May 3, 2020 at 4:24 pm #34133trusty220
KeymasterMay 3, 2020 at 11:35 am #34123trusty220
KeymasterThe paint came the other day and I found time to try it out. Unfortunately I didn’t read the instructions when I ordered it and it appears that it is most suitable for spraying- I have all the stuff to spray it but nowhere to do it!
I ordered the best brushes I could find locally and tried it out with brush application. At present it looks like three coats will be necessary to get satisfactory results; the pictures that I took are after two coats and show a few areas where the paint seems to contract to leave pock marks, very similar to silicone contamination when spraying cellulose, but these should clear up after a final coat.
The colour is spot-on and is a hammered metallic finish. Once I’ve moved and have a suitable workshop I will re-do it by spraying, but until then it will keep the weather out of it.
May 1, 2020 at 1:16 pm #34089trusty220
KeymasterBack to the rebuild today. Because the toolbox was in such good condition I had hoped to put a few coats of red oxide primer on it, flatting between each coat. I hoped this would fill all of the small blemishes and rust pits on the surface; this it did, but the paint is too soft and kept clogging up the glasspaper. Not wanting to throw so much of it away I resorted to the tried and tested method of skimming P38 filler thinly over the worst spots. Three applications later and it all came good with a lovely smooth finish. I’ve never been able to achieve it with one application as flatting down always shows up something else, but three is about right for this.
Before painting the top coat I decided to attach the front plate with it’s hinges. This can be more difficult than it sounds because if you don’t get the hinges in exactly the right place it strains the rivets and everything loosens up after a short while. The best method I have found is to bolt everything together first, adjusting their position if needed before tightening everything up. Once the hinges are in position and tightened you can then remove each bolt in turn, replacing each bolt with a soft rivet and cold forming the head before removing the next bolt. The method is foolproof and as long as you don’t lose patience it works every time.
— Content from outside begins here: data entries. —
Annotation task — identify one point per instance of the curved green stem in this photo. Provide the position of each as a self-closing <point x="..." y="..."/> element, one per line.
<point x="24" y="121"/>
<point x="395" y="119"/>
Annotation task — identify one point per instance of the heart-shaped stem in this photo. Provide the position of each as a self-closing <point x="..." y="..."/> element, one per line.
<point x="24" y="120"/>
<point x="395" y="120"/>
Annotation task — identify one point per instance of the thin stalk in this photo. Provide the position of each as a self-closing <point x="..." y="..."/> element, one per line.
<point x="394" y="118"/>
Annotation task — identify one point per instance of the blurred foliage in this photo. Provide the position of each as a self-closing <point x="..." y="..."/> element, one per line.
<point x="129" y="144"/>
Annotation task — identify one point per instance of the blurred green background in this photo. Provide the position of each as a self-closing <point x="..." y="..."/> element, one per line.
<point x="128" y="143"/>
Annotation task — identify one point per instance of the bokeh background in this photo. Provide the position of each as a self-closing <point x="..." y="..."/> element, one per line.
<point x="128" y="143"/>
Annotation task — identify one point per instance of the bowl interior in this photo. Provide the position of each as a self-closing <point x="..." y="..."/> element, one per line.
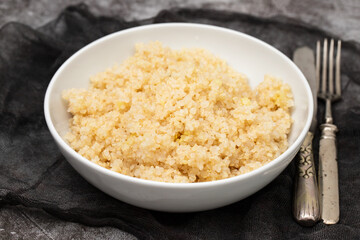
<point x="244" y="53"/>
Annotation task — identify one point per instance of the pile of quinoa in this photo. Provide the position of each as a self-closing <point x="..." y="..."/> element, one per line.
<point x="178" y="116"/>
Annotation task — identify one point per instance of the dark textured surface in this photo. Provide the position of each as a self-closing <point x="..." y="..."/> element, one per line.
<point x="34" y="174"/>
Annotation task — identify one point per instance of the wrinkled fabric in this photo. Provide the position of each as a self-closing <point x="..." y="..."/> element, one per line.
<point x="34" y="174"/>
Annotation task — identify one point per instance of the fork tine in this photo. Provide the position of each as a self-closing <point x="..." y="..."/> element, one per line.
<point x="318" y="65"/>
<point x="337" y="76"/>
<point x="323" y="84"/>
<point x="331" y="68"/>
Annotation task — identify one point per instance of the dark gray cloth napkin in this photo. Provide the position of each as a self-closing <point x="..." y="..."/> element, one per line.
<point x="34" y="174"/>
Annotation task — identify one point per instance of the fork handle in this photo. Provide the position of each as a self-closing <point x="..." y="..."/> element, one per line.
<point x="328" y="175"/>
<point x="306" y="209"/>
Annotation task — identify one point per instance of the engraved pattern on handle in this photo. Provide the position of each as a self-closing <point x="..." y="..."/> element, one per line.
<point x="328" y="175"/>
<point x="306" y="209"/>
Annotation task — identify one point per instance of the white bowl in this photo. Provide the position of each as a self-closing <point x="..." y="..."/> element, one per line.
<point x="243" y="52"/>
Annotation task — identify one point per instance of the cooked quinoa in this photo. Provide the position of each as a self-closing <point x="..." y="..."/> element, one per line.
<point x="178" y="116"/>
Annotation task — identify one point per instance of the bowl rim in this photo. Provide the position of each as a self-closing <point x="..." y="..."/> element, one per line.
<point x="153" y="183"/>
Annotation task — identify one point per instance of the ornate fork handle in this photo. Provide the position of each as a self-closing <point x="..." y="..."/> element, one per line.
<point x="328" y="174"/>
<point x="306" y="207"/>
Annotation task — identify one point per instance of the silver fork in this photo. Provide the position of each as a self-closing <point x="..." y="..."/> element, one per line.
<point x="328" y="169"/>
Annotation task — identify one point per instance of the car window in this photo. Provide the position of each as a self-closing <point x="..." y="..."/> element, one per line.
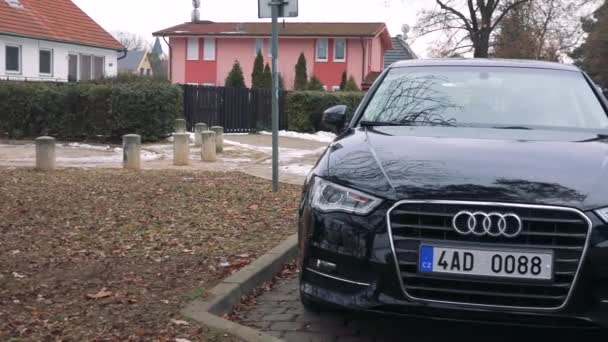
<point x="486" y="96"/>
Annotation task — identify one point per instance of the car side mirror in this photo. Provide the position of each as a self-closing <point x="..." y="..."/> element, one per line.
<point x="335" y="116"/>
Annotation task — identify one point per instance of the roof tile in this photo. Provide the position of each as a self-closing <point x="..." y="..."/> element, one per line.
<point x="58" y="20"/>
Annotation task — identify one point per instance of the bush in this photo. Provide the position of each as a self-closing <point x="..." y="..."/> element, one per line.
<point x="89" y="110"/>
<point x="305" y="108"/>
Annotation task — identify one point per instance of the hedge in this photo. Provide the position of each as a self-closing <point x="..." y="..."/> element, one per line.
<point x="305" y="108"/>
<point x="89" y="110"/>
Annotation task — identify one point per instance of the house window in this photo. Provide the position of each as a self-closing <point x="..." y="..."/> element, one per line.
<point x="13" y="58"/>
<point x="85" y="67"/>
<point x="192" y="49"/>
<point x="209" y="53"/>
<point x="339" y="50"/>
<point x="322" y="45"/>
<point x="46" y="62"/>
<point x="259" y="46"/>
<point x="91" y="67"/>
<point x="98" y="67"/>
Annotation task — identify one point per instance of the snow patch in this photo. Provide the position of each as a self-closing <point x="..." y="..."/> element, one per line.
<point x="319" y="136"/>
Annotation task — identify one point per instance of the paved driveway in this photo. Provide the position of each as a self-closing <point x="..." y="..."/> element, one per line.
<point x="279" y="313"/>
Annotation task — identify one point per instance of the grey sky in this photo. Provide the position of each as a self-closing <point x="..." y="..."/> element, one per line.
<point x="146" y="16"/>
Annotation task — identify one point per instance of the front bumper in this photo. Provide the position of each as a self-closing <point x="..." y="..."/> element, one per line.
<point x="366" y="279"/>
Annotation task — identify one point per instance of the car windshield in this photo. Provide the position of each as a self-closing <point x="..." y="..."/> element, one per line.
<point x="504" y="97"/>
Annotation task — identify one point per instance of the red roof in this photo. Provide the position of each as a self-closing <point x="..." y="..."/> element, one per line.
<point x="286" y="30"/>
<point x="55" y="20"/>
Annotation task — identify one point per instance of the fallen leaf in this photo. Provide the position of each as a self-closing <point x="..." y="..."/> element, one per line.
<point x="179" y="322"/>
<point x="103" y="293"/>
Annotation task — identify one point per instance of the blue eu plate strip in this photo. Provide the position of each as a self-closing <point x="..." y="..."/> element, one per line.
<point x="426" y="259"/>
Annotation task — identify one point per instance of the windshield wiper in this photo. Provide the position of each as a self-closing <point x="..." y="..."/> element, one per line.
<point x="380" y="123"/>
<point x="512" y="127"/>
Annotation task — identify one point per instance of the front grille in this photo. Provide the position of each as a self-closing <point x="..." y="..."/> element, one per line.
<point x="561" y="230"/>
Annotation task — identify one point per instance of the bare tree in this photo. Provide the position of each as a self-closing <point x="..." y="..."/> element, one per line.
<point x="542" y="29"/>
<point x="466" y="24"/>
<point x="131" y="41"/>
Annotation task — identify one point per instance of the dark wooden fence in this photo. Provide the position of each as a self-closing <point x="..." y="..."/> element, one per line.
<point x="237" y="110"/>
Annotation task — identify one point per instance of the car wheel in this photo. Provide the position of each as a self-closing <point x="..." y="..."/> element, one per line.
<point x="310" y="305"/>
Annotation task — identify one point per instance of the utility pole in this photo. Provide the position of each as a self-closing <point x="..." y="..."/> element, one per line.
<point x="275" y="9"/>
<point x="276" y="6"/>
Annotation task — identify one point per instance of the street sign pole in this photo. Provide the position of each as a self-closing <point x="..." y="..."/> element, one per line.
<point x="275" y="4"/>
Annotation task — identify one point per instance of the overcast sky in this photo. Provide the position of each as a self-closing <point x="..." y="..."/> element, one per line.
<point x="146" y="16"/>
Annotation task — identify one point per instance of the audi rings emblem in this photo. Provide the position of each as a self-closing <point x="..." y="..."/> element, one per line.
<point x="492" y="224"/>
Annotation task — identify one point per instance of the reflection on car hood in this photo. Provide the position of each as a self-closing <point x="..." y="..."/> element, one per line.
<point x="524" y="166"/>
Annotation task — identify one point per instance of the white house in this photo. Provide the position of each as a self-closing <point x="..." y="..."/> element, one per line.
<point x="54" y="40"/>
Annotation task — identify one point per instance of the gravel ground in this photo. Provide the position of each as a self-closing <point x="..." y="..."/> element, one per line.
<point x="110" y="255"/>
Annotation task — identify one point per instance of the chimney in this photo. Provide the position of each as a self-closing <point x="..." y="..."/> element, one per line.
<point x="196" y="14"/>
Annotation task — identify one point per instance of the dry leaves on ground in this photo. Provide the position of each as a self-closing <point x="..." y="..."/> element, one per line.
<point x="113" y="255"/>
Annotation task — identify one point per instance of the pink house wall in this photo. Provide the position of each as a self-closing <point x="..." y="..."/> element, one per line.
<point x="361" y="59"/>
<point x="178" y="60"/>
<point x="230" y="50"/>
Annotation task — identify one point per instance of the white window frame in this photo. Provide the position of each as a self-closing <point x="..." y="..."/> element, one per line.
<point x="92" y="66"/>
<point x="192" y="49"/>
<point x="319" y="41"/>
<point x="258" y="46"/>
<point x="19" y="62"/>
<point x="209" y="49"/>
<point x="335" y="45"/>
<point x="52" y="60"/>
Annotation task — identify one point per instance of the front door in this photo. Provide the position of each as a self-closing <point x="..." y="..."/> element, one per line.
<point x="73" y="68"/>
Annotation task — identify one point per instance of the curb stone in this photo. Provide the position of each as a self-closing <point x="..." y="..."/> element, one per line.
<point x="222" y="298"/>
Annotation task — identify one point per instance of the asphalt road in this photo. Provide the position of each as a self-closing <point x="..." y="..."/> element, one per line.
<point x="280" y="313"/>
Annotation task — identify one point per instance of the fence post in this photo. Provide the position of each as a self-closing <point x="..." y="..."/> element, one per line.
<point x="131" y="148"/>
<point x="219" y="138"/>
<point x="181" y="126"/>
<point x="198" y="129"/>
<point x="181" y="149"/>
<point x="45" y="153"/>
<point x="208" y="152"/>
<point x="5" y="138"/>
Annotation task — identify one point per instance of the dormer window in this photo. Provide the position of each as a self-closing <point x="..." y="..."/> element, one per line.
<point x="14" y="3"/>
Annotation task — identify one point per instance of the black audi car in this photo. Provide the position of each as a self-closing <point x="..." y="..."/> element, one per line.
<point x="464" y="189"/>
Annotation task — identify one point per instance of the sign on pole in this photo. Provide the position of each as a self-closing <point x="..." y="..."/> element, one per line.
<point x="275" y="9"/>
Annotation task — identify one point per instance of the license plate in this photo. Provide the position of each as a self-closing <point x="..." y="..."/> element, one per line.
<point x="491" y="263"/>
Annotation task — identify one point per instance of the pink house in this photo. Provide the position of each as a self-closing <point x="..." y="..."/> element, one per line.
<point x="204" y="52"/>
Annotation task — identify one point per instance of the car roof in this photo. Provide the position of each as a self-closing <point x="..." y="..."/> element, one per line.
<point x="485" y="62"/>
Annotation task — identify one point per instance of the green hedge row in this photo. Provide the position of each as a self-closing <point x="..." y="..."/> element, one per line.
<point x="89" y="110"/>
<point x="305" y="108"/>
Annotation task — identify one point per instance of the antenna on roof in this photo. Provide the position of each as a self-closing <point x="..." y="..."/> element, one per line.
<point x="196" y="14"/>
<point x="405" y="28"/>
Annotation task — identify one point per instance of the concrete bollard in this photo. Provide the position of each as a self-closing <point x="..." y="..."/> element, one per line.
<point x="208" y="152"/>
<point x="5" y="138"/>
<point x="181" y="149"/>
<point x="45" y="153"/>
<point x="131" y="152"/>
<point x="181" y="126"/>
<point x="198" y="129"/>
<point x="219" y="138"/>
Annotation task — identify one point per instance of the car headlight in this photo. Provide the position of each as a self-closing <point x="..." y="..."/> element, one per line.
<point x="330" y="197"/>
<point x="603" y="214"/>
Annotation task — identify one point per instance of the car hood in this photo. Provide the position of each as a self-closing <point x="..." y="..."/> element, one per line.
<point x="520" y="166"/>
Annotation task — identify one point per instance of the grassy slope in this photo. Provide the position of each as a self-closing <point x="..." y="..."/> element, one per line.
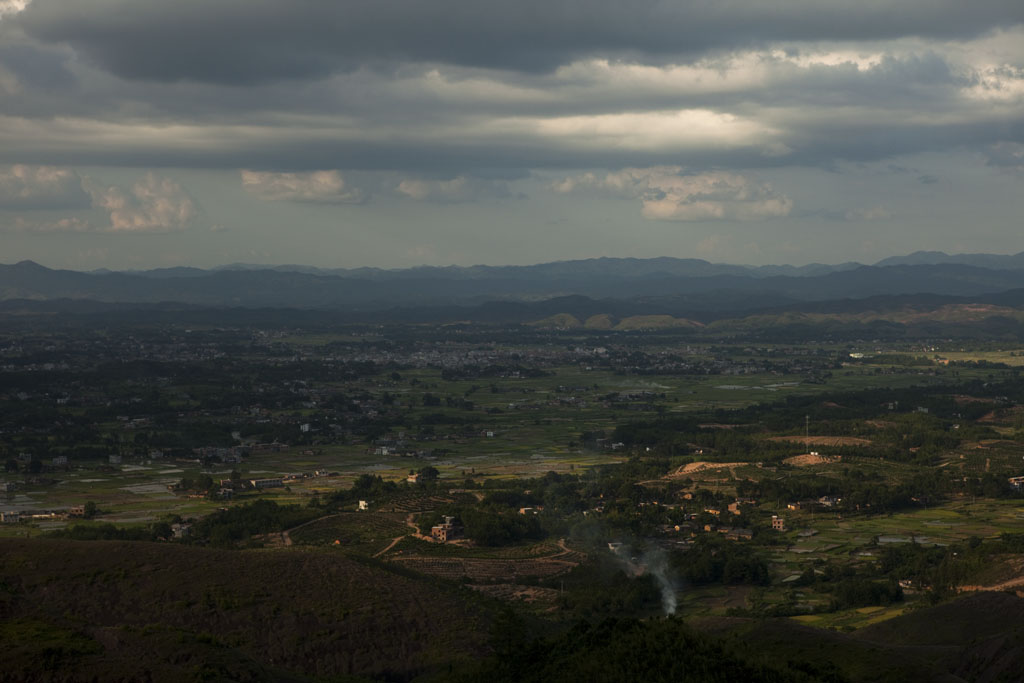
<point x="153" y="611"/>
<point x="975" y="638"/>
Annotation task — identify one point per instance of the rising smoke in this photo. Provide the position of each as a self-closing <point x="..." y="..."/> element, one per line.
<point x="652" y="561"/>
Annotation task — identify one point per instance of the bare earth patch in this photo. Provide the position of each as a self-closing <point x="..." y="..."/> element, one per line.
<point x="808" y="459"/>
<point x="517" y="592"/>
<point x="834" y="441"/>
<point x="701" y="466"/>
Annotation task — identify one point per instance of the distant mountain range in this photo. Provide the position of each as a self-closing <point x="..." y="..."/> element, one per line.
<point x="621" y="288"/>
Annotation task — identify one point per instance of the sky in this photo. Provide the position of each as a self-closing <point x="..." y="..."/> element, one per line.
<point x="393" y="133"/>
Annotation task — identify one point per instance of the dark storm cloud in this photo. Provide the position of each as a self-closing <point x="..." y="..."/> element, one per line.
<point x="252" y="41"/>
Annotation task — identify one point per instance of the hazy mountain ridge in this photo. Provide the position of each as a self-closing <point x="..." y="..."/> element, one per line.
<point x="620" y="288"/>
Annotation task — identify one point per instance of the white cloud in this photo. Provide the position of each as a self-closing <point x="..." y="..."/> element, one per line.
<point x="1007" y="156"/>
<point x="71" y="224"/>
<point x="12" y="6"/>
<point x="41" y="187"/>
<point x="321" y="186"/>
<point x="669" y="194"/>
<point x="457" y="189"/>
<point x="154" y="204"/>
<point x="872" y="213"/>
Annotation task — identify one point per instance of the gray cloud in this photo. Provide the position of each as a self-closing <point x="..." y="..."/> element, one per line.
<point x="25" y="187"/>
<point x="250" y="41"/>
<point x="669" y="194"/>
<point x="316" y="186"/>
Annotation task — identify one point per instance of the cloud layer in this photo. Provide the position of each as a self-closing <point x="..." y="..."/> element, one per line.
<point x="794" y="114"/>
<point x="668" y="194"/>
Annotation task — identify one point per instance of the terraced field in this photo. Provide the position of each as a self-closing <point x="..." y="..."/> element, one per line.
<point x="361" y="531"/>
<point x="486" y="564"/>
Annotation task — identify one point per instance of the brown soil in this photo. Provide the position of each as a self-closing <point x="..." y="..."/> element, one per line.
<point x="834" y="441"/>
<point x="807" y="460"/>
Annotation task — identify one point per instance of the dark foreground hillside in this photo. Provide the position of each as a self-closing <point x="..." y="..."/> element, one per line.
<point x="113" y="610"/>
<point x="143" y="611"/>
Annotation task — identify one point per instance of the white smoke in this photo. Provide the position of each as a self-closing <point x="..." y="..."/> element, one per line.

May 1, 2020 at 9:19 am #34088trusty220
KeymasterSalt water has probably been the cause because it is on the front of the cowling, just the right place to catch all of the spray off the road when travelling to and from matches. Steel rivets won’t have helped, but who would have thought that these machines would last for so long?
I’ll give Vintage Brass Plates a call to see if they’ve done one already- you never know! I don’t think my plate will make a good copy though as it is barely legible.
April 30, 2020 at 10:44 am #34082trusty220
Keymaster……and that’s without mentioning the Trusty at £1750! Where on earth do they get their prices from?
April 30, 2020 at 10:41 am #34081trusty220
KeymasterIf you look at the second picture you will see that there is a gap between the top of the finger and the underside of the sliding knife. To achieve a clean cut without jamming the gap needs to be closed up- at the moment it will be the same as using a pair of scissors with the pivot screw undone.
To adjust the gap you normally slide the moving knife out of the side of the cutter bar and stretch a piece of string across the fingers where the knife slides, then you can bend the fingers up or down so that the cutting edges just touch the string. In theory, when you replace the sliding knife you will achieve a smooth scissor action on each side of every finger. It takes a bit of time to get it right but you will find a world of difference once you’ve done it. At present it will be like cutting wet cardboard with a blunt pair of scissors- it just doesn’t work!